The version's English was not colloquial, but ecclesiastical and highly latinate. In Hebrews 13:17, the version reads, "Obey your prelates and be subject unto them." In Luke 3:3, John came "preaching the baptism of penance." In Psalm xxiii:5, where the King James Version reads, "My cup runneth over", the Douai version, taking its cue from the Greek Septuagint, reads, "My chalice which inebriateth me, how goodly it is." There is a retention of ecclesiastical terms, and an explanation of the passages on which Protestants tended to differ rather sharply from Roman Catholics, as in the matter of the taking of the cup by the people, and elsewhere. In 1589, the Protestant scholar William Fulke issued a point by point refutation of the notes of the Rheims New Testament, in which he also printed the biblical text both of Rheims and of the Bishop's Bible in parallel columns. This work, which sold very widely, had the consequence of making the Rheims New Testament much more accessible than would otherwise have been the case.

The Douai translation was updated in 1750 by Bishop Challoner and while it continued to be known as the Douai version, many consider it to be equivalent to a separate translation. In various updates, this version remained the standard Catholic English-language Bible until 1941.

===King James Version===

The King James Version (KJV), or Authorized Version is an English translation of the Holy Bible, commissioned for the Church of England at the behest of King James I. First published in 1611, it has had a profound impact not only on most English translations that have followed it, but also on English literature as a whole.

The King James Version was first published in 1611 as a complete Bible (Herbert #309) and a New Testament (Herbert #310). Translated by 47 translators using the widest range of source texts, it became known as the "Authorised Version" in England and is the most widely used of the Early Modern English Bible translations. Its use has continued in some traditions up to the present. Even though modern scholarship continues to claim problems with some of the translation, it is widely admired for its style and use of language.

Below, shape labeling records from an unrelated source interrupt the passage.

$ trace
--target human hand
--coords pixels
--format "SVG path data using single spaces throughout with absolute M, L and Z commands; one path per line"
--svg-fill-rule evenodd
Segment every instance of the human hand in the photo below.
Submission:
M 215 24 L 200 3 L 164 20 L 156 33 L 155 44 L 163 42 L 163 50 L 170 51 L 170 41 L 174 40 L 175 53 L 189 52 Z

The edition of the King James Bible found in modern printings is not that of the 1611 edition, but rather an edition extensively modernised in 1769 (to the standards of the mid-18th Century) by Benjamin Blayney for the Oxford University Press.

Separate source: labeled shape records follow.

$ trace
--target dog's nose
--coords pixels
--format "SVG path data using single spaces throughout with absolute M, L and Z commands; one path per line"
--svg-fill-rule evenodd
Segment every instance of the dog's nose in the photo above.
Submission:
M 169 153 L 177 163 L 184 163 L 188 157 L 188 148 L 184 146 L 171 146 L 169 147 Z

A sample of the King James – as updated by Blayney – shows the similarity to modern English:

Our Father which art in heaven, Hallowed be thy name. Thy kingdom come. Thy will be done in earth, as it is in heaven. Give us this day our daily bread. And forgive us our debts, as we forgive our debtors. And lead us not into temptation, but deliver us from evil: For thine is the kingdom, and the power, and the glory, for ever. Amen.